Мошев не расслышал тихих слов Дарьи, да и не интересен ему был ответ. Старику хотелось поделиться, безразлично с кем, своей радостью за сына. Увидев его, Мошев приветственно замахал рукавицей. «Э-эх, господи, сынок-то какой ладный у меня растет! — умилился он и, словно был приятелем-одногодком, а не отцом, подмигнул ему: — А ну, форси, парень, форси! Покажи, что ты мошевского корня!»

— Доживем ли мы до времечка, Дарьюшка, чтобы внуками успеть покрасоваться? — вновь заговорил Мошев. — Время ведь, что ветер, — в руке его не удержишь! Правду сказать, и твой Егорка тоже ладным ростится!

Послышалась ругань, и невдалеке от них появился сын Дарьи. Грозя кому-то кулаком, Егорка пьяно выкрикивал непристойную брань.

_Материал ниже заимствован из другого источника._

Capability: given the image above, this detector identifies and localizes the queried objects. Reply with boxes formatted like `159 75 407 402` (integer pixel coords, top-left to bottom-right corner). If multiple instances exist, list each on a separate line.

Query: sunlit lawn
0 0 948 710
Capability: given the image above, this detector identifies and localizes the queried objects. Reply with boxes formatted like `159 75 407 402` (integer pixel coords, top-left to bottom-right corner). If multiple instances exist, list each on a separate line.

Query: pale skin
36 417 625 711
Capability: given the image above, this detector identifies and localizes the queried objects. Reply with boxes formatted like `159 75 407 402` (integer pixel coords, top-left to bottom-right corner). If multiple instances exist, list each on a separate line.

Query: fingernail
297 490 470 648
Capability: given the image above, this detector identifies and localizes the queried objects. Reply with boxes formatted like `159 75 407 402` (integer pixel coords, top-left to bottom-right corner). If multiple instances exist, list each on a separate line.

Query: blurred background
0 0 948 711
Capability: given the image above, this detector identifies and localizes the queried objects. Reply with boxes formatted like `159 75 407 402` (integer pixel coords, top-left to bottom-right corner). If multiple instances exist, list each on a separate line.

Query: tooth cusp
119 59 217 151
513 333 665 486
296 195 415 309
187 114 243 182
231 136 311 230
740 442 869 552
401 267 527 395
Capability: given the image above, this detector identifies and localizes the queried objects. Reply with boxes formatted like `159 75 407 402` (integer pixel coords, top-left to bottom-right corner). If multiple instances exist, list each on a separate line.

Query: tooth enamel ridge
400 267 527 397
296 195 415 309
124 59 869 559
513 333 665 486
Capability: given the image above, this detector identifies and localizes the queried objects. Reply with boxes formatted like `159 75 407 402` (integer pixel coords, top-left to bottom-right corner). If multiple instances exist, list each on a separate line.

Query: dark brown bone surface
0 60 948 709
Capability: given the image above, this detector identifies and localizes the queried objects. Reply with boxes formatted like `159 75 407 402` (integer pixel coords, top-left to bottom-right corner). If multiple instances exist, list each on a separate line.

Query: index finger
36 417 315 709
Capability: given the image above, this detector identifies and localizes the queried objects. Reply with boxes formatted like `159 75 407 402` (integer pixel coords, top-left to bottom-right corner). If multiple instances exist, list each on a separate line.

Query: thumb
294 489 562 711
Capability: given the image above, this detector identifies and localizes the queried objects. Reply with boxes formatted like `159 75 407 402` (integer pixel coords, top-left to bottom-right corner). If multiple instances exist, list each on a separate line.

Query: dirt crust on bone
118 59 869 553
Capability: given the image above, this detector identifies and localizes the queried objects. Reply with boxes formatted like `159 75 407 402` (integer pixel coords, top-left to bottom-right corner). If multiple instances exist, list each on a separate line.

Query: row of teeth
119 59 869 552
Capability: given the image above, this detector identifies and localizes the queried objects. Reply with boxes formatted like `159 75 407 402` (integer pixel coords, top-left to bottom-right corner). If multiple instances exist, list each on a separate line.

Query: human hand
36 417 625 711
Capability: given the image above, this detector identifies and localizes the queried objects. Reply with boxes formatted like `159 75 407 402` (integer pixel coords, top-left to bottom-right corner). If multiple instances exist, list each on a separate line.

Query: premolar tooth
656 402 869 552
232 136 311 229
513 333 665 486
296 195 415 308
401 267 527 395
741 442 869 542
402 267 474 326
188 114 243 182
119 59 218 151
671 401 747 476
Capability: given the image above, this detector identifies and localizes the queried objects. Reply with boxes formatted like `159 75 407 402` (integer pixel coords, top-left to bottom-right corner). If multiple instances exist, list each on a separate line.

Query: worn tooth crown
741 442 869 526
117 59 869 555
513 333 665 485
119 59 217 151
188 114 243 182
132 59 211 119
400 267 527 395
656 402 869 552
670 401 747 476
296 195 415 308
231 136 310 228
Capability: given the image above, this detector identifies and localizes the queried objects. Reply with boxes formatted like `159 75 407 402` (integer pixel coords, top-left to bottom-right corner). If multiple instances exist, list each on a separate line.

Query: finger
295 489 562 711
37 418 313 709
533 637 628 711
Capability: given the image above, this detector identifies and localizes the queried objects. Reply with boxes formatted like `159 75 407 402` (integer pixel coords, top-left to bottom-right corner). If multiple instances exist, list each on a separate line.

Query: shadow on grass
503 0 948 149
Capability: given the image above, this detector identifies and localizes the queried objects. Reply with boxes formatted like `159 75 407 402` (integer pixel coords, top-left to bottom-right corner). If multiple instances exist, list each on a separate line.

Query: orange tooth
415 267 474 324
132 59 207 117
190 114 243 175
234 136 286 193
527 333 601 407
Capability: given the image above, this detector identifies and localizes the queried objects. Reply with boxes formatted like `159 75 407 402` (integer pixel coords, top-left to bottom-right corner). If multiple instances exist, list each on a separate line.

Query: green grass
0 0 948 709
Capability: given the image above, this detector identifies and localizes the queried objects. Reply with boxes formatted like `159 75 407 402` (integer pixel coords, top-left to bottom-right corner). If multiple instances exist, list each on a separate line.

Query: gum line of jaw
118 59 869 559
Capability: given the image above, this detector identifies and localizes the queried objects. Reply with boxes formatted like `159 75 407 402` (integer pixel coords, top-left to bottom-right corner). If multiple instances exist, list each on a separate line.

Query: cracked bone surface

Мимо него проезжал Санька Ружников. В его санях, в числе трех девушек, сидела Верунька. Ее разрумяненное лицо сияло от счастья, глаза, устремленные на парня, посадившего ее в сани, ласково светились. Проезжая мимо Егорки, Ружников сбил шапку на самый затылок, разудало подмигнул и, подзадоривая его, перегнулся с облучка к Веруньке. Он что-то кричал ей, а та, охваченная радостью, кивала головой в знак согласия, хохоча вместе с другими девушками.

Заметив робкий взгляд матери, Егорка озлобленно рванулся в переулок.

— Опять… — испуганно зашептала Дарья, слезливо морща покрасневшее от холода лицо. — Опять, как в прошлый раз, напился… Три чашки тогда расколотил, горшок на пол сронил. Пойти, что ль, да убрать добро от греха?

Не слушая, что говорит Мошев, опа выбралась из охваченной весельем толпы и, прихрамывая, заторопилась домой.